In the middle of October, a group of Republican legislators held a meeting with interested colleagues to decide on what horse they’ll deploy to knock out Darby and the others in the race for Texas House Speaker. They chose State Rep. Dennis Bonnen, who represents the Houston area around Angleton. According to the Austin-American Statesman, about 40 Republican members of the House were at that meeting over the weekend. The Quorum Report later reported, quoting sources in the conservative group of House lawmakers called The Freedom Caucus, that there were just 24.
The interesting thing is that Bonnen was also on Straus’ team as the chairman of the Ways and Means Committee and the House Speaker Pro Tem. He is certainly no darling for the Empower Texans folks either.
In addition to Darby and Bonnen, other announced candidates include Four Price of Amarillo, Tan Parker of Flower Mound, Phil King of Weatherford, and Travis Clardy of Nacogdoches
The Republican losses during the midterm elections changed the math somewhat for who will be elected speaker in January. There are 150 members of the Texas House. Of that, 83 are Republicans, 67 are Democrats. Before the election, the balance was 95-55 Republicans to Democrats.
Democrats claim, with 12 more seats, they will have a greater say in who the next speaker will be than prior to the midterm elections. One of the Democratic Party’s House members is running for speaker as well: Eric Johnson of Dallas.
This year, the Republican Party of Texas is orchestrating the Republican Caucus. The Republican Party House members are supposed to choose their candidate for speaker at a meeting at a Hyatt Regency resort east of Austin called Lost Pines on Dec. 1.
The idea of forming the Caucus is to choose only one Republican candidate and force the Republican Party to present a united choice for the Jan. 8, 2019 House Speaker vote. That way, no Republican will need to campaign with the Democrats and promise to any Democrat a coveted committee chairmanship or leadership assignment in return for their vote or support.
Building a coalition with Democrats is how Straus rose to the speakership. He told Republicans they were free to vote for their candidate other than him, but that he had most of the Democrats and enough Republican commitments to win the election for speaker regardless.
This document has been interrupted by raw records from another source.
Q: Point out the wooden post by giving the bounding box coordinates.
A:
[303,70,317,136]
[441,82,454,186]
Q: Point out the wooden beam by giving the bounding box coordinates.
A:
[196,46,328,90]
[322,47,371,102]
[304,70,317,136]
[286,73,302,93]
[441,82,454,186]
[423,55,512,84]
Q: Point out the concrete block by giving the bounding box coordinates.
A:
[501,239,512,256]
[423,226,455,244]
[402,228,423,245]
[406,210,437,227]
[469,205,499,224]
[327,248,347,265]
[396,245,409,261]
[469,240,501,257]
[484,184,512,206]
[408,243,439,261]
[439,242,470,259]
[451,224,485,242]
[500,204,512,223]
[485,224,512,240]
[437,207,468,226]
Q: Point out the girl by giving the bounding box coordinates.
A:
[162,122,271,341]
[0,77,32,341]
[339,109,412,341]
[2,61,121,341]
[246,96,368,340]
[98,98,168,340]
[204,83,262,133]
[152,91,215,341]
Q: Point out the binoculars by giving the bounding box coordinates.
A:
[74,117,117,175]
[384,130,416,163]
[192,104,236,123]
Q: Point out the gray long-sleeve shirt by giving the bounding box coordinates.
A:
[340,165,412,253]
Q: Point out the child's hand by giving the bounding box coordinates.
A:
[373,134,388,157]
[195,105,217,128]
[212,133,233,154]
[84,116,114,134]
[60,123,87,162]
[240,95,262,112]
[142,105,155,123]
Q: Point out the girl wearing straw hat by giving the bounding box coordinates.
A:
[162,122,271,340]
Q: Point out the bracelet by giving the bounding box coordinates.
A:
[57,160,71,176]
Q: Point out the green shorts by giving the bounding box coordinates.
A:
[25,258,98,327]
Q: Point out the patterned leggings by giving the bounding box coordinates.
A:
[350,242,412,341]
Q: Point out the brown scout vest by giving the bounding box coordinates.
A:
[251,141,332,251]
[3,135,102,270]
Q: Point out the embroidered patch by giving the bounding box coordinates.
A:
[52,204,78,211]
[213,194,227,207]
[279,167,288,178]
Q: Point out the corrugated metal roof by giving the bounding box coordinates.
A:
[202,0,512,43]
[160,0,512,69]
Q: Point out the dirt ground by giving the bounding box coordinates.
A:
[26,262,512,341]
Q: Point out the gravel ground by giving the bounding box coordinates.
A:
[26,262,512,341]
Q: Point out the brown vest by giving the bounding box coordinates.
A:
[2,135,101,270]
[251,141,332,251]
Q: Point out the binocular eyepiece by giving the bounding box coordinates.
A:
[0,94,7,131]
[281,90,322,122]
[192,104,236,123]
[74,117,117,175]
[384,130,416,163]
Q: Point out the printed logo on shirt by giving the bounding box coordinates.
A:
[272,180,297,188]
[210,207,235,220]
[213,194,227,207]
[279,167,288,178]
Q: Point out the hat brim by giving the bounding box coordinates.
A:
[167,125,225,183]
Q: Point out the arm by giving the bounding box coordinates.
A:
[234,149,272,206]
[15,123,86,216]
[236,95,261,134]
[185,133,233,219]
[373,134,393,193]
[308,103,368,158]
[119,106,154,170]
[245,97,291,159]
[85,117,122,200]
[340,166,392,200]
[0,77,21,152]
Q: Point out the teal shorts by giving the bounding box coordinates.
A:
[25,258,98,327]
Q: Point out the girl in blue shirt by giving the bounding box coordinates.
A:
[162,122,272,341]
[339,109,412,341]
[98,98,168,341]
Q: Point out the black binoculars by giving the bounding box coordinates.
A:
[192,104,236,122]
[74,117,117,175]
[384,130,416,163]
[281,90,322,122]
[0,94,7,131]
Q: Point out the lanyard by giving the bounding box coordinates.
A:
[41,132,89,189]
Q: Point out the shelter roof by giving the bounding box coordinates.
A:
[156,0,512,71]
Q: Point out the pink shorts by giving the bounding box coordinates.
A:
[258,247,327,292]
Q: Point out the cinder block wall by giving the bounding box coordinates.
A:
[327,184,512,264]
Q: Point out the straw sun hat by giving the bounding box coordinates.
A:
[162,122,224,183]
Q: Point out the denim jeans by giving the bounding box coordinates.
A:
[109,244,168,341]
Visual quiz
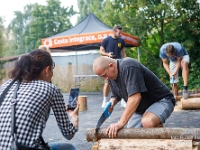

Members could vote against him at their own peril. Straus won, and some Democrats were appointed by Straus as chairmen of committees with the ability to hold hostage Republican legislative priorities.
All but 28 of the 150 GOP members or candidates for House seats have signed the Republican Caucus agreement. Darby has not. Neither has Clardy.
This likely indicates Darby will pursue a two-party campaign for speaker. With more members, and leverage, Democrats are already meeting with the Republican speaker candidates.
To win, Darby needs 76 votes, or a majority, comprised of Democrats and/or Republicans, of the 150-member body.
Two key dates to watch in Darby’s run for speaker are Dec 1 when Republicans meet to see if they can decide on one candidate to elect. Then, the official vote for speaker is Jan. 8, 2019, the first day of the 86th Texas Legislative Session.